Category Theory
Category Theory, as originally developed, is mathematics
applied to the practice of mathematics itself. The concept of
a category
(not to be
confused with the colloquial usage) models a particular
mathematical discourse. Hence we have the category of
sets
, modeling set theory, the category of groups
,
modeling group theory, the category of vector spaces
,
modeling linear algebra, etc. This allows us to reason
precisely about mathematics itself, and in particular about the
relationships between different mathematical discourses, using
the concepts of functor
and natural
transformation
.
We had to discover the notion of a natural transformation. That in turn forced us to look at functors, which in turn made us look at categories.
—Saunders Mac Lane, in The Work of Samuel
Eilenberg in Topology
, 1976.
Applied Category Theory
If category theory is mathematics applied to the practice of
mathematics, then it is already applied, by definition.

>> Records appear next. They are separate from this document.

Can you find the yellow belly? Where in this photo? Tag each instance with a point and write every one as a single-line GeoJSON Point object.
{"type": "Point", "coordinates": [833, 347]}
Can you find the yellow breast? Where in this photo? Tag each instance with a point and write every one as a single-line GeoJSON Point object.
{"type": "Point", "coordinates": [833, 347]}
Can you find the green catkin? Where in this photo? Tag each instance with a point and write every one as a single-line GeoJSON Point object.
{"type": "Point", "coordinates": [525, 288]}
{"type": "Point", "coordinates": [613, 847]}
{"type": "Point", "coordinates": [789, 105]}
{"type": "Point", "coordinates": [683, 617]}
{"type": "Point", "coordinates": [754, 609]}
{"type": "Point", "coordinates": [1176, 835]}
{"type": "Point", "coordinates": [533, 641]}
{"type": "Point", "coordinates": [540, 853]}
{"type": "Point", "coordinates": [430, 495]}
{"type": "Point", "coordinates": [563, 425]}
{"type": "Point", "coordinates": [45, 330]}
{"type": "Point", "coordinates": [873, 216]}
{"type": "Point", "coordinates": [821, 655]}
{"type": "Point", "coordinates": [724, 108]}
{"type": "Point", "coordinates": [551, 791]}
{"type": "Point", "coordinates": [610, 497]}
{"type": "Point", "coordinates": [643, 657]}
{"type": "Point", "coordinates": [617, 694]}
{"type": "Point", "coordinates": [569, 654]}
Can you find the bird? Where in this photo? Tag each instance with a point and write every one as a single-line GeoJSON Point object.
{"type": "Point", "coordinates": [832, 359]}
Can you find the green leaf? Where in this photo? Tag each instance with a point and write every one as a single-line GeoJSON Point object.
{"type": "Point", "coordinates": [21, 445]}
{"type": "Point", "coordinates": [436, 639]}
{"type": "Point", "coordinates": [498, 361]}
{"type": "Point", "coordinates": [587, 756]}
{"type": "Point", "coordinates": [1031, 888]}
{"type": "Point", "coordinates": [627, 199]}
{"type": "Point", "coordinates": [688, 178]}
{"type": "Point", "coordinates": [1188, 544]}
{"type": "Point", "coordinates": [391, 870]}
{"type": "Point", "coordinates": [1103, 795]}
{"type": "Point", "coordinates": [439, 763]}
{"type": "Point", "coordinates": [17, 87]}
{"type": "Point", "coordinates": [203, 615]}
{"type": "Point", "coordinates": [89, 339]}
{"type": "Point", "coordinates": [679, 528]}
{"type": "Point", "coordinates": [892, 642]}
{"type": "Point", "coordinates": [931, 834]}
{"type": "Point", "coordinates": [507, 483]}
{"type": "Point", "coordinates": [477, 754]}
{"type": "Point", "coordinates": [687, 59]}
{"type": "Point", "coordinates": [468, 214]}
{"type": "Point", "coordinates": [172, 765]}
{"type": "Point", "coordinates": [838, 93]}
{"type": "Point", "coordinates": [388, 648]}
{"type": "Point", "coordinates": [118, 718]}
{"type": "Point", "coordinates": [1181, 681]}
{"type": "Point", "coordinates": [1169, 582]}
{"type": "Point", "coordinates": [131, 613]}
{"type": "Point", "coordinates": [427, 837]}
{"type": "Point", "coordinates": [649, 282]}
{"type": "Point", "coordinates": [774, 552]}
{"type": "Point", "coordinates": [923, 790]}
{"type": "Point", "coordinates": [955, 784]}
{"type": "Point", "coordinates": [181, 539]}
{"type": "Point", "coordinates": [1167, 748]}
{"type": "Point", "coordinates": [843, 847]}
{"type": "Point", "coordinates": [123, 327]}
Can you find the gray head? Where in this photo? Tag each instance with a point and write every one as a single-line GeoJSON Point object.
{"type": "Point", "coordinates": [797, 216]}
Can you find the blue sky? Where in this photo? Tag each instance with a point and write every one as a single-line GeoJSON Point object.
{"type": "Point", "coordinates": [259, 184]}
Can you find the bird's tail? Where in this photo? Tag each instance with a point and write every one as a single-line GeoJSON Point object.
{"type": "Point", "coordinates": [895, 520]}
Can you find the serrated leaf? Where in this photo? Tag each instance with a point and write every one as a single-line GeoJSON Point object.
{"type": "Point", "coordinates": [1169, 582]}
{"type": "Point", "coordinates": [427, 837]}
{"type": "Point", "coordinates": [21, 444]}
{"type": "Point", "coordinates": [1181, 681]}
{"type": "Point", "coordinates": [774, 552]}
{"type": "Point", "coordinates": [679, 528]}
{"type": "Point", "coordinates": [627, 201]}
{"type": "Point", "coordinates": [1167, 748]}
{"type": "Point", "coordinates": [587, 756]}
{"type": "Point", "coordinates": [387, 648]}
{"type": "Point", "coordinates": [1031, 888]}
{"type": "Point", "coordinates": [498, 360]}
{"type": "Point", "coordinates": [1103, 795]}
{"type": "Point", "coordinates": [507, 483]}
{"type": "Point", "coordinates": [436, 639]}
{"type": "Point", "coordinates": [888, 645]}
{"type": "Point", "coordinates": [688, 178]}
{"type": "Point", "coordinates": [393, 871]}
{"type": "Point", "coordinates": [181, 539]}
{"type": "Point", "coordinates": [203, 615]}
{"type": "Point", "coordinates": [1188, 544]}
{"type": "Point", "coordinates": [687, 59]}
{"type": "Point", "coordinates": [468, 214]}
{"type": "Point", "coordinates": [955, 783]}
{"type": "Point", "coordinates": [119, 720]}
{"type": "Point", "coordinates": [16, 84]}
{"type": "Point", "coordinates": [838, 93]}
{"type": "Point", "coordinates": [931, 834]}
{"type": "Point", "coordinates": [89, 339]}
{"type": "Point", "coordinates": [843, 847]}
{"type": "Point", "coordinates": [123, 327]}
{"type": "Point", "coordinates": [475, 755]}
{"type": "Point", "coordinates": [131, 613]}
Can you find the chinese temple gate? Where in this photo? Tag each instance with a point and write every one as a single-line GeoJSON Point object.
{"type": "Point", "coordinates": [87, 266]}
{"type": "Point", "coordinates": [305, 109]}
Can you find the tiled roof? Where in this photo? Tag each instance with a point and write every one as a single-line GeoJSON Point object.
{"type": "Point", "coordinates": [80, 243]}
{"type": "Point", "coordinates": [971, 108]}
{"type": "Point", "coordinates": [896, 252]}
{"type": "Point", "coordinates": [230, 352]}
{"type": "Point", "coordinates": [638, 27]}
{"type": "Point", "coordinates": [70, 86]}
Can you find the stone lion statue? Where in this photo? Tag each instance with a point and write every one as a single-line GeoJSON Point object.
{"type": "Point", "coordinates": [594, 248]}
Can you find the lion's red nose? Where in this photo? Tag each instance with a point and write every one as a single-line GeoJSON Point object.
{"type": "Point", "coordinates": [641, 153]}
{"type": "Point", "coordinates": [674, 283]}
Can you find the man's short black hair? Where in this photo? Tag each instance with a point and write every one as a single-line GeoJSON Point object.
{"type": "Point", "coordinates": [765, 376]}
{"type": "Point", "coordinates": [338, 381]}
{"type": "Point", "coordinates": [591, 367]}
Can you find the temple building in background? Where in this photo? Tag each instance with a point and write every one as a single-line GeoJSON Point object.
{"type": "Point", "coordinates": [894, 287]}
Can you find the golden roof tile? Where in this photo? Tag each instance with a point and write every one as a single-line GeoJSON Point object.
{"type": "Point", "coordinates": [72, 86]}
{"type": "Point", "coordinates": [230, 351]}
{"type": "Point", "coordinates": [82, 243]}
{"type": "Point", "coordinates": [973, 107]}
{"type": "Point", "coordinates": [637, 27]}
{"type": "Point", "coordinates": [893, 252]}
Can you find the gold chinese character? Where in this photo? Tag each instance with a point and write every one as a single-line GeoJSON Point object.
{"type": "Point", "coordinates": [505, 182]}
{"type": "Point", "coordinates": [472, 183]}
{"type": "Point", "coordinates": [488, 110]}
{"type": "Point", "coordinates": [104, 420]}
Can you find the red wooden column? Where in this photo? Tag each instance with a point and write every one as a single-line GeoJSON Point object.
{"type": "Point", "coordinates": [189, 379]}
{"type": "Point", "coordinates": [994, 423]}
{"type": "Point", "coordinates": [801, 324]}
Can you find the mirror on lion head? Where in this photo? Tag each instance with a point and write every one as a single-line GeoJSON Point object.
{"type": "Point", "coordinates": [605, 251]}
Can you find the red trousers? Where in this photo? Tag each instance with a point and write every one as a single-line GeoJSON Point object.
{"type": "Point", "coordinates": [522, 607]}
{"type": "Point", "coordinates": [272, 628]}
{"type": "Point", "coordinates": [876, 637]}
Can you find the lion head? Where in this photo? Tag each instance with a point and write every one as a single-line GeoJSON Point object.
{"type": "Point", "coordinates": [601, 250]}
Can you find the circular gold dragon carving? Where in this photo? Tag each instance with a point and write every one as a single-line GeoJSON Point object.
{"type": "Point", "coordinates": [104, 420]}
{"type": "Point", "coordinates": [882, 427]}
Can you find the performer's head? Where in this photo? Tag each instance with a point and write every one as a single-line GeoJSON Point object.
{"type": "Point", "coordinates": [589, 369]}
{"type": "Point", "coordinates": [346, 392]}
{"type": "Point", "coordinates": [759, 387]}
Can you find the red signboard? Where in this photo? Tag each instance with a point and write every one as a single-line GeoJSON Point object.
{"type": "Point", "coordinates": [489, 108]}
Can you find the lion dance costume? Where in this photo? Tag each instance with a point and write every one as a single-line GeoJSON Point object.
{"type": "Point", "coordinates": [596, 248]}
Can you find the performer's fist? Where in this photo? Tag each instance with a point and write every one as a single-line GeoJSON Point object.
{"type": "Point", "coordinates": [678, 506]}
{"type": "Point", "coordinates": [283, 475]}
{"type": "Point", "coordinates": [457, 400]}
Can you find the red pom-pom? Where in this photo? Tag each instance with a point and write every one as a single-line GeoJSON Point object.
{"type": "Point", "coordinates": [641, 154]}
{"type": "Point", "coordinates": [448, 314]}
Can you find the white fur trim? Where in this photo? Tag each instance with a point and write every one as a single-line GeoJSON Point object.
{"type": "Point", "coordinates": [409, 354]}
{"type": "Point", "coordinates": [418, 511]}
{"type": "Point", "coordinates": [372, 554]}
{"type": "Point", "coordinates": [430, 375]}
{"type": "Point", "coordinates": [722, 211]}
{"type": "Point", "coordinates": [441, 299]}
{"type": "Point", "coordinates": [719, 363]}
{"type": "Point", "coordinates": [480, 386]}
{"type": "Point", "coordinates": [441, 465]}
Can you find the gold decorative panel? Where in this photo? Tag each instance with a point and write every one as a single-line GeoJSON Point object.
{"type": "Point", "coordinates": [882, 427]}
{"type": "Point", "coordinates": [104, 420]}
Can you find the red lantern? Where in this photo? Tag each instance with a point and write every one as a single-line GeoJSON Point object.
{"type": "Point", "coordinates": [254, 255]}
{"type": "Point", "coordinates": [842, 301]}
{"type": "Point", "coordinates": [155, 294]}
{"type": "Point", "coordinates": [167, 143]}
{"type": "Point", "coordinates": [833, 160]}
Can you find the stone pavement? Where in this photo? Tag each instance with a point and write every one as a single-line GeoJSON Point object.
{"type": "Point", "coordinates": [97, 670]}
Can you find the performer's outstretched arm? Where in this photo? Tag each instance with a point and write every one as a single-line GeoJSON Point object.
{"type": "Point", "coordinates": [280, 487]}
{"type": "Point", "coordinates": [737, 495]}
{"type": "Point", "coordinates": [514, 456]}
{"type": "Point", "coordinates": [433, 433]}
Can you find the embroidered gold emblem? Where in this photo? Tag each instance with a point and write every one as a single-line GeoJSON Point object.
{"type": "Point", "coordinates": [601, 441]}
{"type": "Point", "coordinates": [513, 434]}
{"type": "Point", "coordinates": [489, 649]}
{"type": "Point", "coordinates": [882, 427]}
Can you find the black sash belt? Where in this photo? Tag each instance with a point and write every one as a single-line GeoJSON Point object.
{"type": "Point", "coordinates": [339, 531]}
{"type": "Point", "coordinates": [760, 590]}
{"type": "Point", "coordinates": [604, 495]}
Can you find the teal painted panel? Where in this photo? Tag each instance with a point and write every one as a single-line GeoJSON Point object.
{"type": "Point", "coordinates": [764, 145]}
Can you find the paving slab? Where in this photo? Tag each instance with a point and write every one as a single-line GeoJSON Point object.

So applied category theory
is somewhat of a misnomer.
What it really means is category theory applied outside
of mathematics. The strength of this approach is that
central concepts in mathematics, such as number, function, and
equality are no longer taken for granted — instead, the
meta-mathematics of category theory is utilized to create
bespoke abstractions which perfectly fit the target domain,
insofar as it can be described by thought-patterns that are
stable enough that we can work with them collectively
(see David Spivak's definition of math).